Alex Sasser and Jordan Sasser
As a father of two girls, I’ve learned one thing – put your baby in a headband all the damn time. You put a headband on a little girl and it’s unstoppable. That baby was cute AF and made me want a third (and then I remembered if I had a third girl I’d have to drive right off a bridge).
Alex was better than Jordan but Jordan got through which was infuriating because he had a man-bun and an extremely punchable face. I’d legit think about punching his kid if it meant I got to punch him too.
BUT my favorite part was after Alex got booted and Jordan got in, Alex pulled a classic woman move and started blaming Jordan for her failure. If Fox doesn’t sign these two up for a Reality TV show deal they’re insane, because this is a trainwreck that all the WT people in the South would LOVE LOVE LOVE to watch.

Kerry Courtney
Something creepy by some creepy band
I loved Kerry because he looked like Big Cat from BartstoolSports and because he legit might be a murderer. His song selection was horrible – don’t tell him I said that – but you could hear talent in there. I really need him to make it to group night just to see the video of him breathing heavy over his group members as they sleep, muttering “Kerry needs more practice, pretties.”

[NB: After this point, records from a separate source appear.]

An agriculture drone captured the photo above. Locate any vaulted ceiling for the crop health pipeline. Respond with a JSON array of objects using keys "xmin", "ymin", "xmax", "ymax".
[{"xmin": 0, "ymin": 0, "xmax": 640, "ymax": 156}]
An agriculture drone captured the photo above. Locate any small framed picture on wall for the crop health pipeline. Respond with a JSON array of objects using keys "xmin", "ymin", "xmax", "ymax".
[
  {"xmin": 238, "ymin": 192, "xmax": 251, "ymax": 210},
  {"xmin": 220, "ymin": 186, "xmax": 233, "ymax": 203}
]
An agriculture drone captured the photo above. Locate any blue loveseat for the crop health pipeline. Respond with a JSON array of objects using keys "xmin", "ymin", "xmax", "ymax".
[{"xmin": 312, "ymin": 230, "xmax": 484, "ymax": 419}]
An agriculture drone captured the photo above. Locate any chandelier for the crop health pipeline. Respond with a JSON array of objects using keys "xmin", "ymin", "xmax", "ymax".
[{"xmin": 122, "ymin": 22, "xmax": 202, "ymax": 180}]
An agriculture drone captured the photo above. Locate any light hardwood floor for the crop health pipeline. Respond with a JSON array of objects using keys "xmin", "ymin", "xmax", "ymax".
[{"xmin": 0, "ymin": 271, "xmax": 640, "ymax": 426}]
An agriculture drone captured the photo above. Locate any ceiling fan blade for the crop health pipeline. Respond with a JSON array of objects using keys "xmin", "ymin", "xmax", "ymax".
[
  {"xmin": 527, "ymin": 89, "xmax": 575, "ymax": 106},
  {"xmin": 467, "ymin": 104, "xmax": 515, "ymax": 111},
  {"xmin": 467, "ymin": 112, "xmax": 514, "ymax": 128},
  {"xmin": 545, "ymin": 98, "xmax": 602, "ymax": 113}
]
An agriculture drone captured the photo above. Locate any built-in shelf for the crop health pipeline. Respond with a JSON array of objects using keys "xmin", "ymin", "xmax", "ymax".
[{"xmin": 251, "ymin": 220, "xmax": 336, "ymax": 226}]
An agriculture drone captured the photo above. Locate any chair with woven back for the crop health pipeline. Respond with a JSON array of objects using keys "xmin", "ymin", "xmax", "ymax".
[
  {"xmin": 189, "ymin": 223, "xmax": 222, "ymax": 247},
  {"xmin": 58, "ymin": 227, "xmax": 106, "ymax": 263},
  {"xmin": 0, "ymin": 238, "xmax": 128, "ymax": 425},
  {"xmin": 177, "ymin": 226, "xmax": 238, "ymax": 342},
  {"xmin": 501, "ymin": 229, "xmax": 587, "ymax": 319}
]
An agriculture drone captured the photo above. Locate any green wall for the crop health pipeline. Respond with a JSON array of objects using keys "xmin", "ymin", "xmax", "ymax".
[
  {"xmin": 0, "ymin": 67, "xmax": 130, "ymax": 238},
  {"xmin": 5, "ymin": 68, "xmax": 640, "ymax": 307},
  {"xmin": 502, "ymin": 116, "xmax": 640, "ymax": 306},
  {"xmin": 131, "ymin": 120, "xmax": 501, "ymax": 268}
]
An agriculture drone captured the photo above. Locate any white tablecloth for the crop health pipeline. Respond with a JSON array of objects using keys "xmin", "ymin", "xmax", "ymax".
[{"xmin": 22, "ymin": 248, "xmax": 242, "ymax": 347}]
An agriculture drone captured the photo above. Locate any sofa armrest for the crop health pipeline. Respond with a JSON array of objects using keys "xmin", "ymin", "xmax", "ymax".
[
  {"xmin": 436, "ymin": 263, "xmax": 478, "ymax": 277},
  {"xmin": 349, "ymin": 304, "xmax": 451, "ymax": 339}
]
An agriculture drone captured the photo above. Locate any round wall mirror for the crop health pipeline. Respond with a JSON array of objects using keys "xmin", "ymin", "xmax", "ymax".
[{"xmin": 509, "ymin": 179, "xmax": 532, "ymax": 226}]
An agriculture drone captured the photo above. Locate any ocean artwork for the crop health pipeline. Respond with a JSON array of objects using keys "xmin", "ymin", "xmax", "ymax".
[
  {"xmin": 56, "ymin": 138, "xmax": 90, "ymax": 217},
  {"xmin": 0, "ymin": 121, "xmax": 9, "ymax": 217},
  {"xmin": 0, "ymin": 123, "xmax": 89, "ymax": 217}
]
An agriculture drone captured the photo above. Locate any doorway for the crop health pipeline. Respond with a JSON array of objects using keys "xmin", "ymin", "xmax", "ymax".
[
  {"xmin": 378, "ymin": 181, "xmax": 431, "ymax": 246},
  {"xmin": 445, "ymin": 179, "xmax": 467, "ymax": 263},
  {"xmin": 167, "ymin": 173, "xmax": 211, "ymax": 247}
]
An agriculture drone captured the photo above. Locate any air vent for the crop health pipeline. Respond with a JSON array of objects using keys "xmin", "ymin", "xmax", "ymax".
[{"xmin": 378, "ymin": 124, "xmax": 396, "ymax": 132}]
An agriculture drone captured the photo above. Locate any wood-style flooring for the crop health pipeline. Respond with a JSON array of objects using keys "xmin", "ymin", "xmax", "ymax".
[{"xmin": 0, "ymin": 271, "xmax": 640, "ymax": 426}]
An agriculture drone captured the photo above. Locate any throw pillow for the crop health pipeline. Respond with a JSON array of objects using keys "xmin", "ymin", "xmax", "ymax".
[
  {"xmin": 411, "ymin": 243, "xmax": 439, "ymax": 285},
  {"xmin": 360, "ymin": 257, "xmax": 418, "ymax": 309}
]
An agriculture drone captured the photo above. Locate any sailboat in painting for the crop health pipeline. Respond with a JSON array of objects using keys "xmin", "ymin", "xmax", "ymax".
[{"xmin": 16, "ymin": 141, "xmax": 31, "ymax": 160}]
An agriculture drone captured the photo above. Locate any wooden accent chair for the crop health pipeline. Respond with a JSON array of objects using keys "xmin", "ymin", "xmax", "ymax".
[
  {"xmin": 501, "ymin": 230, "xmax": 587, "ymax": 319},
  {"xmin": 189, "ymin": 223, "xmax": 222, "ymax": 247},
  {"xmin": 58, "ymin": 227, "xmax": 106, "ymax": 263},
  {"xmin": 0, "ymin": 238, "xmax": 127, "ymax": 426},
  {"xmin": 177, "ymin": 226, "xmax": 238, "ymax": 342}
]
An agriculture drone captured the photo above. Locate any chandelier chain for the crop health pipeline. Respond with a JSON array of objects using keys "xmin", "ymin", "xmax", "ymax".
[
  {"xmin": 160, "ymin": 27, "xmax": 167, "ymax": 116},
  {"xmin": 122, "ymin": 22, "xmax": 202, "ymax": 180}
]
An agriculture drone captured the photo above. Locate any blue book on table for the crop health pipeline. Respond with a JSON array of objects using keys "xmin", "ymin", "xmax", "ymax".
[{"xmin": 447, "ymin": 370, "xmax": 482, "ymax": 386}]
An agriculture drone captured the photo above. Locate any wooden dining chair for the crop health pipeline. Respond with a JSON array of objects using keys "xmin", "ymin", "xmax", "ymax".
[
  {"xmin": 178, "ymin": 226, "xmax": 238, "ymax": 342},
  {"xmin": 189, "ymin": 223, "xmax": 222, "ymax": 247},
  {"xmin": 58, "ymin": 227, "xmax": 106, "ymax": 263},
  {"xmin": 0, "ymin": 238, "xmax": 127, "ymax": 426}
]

One is a blogger, the other is a potential American Idol

One is a blogger, the other is a potential American Idol

Shelbie Z
“Last Name,” Carrie Underwood
If you think doesn’t have the talent to win you didn’t listen to her. Her voice might be the best country voice we’ve heard on the show since Lauren Alaina. Might even be better. I love he sass, love her hair – she’s a hairdresser, so that ain’t gonna stop – and love her potential. But there’s a weakness that’s gonna cost her.
If you’ve read us before, you know we don’t mess around. This is gonna sound super, super shitty and I know it, but it has to be said: her weight is going to be an issue for some. There are going to be some people who won’t vote for her because she’s not a waif. It sucks because it’s some bullshit that she shouldn’t have to overcome, but it’s something that’s going to have to be addressed. If I’m her, I’m starting to think of a way to bring it up and dedicate a performance to anyone dealing with the same issues. That will earn her votes and while it sucks to say all this, that’s what you have to do if you want to win.

If you liked the Kanye appearance, unfollow me now please.

Hopefully this momentum can keep going forward. The more good Idol shows, the better, because you don’t draw people in by showing the horrible auditions; you win with heart and heartbreak.

You know where I’ll be Thursday night. Hope to see you there.